To ease these concerns, the bill that Congress eventually passed included exceptions for occupations with a significantly African American labor force, like agriculture and domestic labor. The legislation did not address tipped workers at all, which left the Supreme Court to later allow employers to count their workers’ tips as wages when determining whether they were paid the minimum wage.
Pre-Civil War Americans frowned on the practice of tipping, seeing it as an aristocratic practice that was fundamentally at odds with the American ideal of equality and democracy. In the wake of the Civil War, however, the practice grew in popularity as restaurant owners and rail operators discovered they could use it to employ newly freed African Americans without actually paying them any wages. The deeply-seated racial origins of the tipping system weren’t so well hidden in those days – it was widely and openly considered to be a system primarily for African Americans. One journalist in the early 20th century once wrote, “one expects… Negroes [to] take tips… it is a token of their inferiority. But to give money to a white man was embarrassing to me.”

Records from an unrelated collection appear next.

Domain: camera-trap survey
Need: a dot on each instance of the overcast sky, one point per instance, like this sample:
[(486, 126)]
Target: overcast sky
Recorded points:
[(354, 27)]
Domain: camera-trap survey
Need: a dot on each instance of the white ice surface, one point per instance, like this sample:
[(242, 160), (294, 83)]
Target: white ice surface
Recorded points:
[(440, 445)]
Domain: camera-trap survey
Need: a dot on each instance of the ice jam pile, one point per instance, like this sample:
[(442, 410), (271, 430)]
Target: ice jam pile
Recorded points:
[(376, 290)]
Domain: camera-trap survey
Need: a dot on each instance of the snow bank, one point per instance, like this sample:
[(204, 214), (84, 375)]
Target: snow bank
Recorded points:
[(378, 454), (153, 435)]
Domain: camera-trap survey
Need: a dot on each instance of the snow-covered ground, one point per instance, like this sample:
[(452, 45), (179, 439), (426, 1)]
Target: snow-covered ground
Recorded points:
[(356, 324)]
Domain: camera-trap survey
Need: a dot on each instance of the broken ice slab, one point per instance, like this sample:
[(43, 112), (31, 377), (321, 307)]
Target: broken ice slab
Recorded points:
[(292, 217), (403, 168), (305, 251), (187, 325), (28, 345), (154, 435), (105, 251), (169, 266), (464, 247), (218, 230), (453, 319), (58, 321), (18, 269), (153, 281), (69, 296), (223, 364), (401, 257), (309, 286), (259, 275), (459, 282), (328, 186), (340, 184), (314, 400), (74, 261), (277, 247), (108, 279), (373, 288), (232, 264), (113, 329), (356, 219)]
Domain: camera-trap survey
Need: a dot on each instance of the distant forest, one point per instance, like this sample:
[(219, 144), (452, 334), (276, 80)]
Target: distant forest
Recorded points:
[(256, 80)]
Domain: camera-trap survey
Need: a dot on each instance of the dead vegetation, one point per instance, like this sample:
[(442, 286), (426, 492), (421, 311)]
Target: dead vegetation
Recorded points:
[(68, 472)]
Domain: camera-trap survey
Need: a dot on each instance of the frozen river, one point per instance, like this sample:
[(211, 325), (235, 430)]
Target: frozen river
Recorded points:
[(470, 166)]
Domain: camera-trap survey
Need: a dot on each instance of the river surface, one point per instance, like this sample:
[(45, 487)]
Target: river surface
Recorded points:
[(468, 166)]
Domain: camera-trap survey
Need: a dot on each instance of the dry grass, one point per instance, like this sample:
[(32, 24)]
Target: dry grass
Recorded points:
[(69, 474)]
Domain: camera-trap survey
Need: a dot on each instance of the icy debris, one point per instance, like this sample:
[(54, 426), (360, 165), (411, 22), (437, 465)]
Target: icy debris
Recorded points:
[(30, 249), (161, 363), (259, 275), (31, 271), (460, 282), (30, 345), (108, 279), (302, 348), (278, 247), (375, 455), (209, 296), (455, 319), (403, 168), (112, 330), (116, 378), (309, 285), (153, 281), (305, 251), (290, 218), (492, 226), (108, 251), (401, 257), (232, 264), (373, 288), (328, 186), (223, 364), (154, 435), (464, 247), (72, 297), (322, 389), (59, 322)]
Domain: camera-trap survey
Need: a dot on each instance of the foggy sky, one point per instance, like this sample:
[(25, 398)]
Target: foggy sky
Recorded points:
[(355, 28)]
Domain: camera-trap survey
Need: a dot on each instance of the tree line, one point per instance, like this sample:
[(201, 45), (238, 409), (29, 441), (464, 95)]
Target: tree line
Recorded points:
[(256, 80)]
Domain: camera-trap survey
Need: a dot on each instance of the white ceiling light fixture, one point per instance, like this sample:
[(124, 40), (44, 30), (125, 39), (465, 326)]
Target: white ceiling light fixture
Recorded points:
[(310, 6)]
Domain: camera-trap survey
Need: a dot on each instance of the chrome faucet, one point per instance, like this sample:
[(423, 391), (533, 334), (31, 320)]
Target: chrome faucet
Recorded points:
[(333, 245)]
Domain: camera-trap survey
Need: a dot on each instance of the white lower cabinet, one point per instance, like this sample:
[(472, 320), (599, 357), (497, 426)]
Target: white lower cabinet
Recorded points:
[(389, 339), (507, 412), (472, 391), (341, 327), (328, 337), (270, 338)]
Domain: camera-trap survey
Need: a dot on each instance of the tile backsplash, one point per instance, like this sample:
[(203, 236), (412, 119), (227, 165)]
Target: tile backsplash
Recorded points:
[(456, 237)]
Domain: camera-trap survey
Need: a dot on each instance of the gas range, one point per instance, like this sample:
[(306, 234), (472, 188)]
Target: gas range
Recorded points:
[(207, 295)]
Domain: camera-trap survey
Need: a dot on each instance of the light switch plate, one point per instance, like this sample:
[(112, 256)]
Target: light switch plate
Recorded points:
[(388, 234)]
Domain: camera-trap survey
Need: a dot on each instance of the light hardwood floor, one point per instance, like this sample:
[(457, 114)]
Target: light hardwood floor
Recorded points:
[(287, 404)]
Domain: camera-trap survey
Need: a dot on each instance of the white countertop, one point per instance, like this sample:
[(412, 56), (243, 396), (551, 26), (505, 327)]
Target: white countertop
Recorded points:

The legacy of this racist practice continues to hurt minority populations across America. Almost 40 percent of tipped workers are people of color, with women of color and immigrants in particular overrepresented among tipped workers. Among tipped workers, the poverty rate for people of color is higher than that of white people who work for tips – 17 percent versus 14 percent. Ending the separate treatment these workers receive from their employers and the government isn’t just an economic issue, it’s a racial justice issue as well.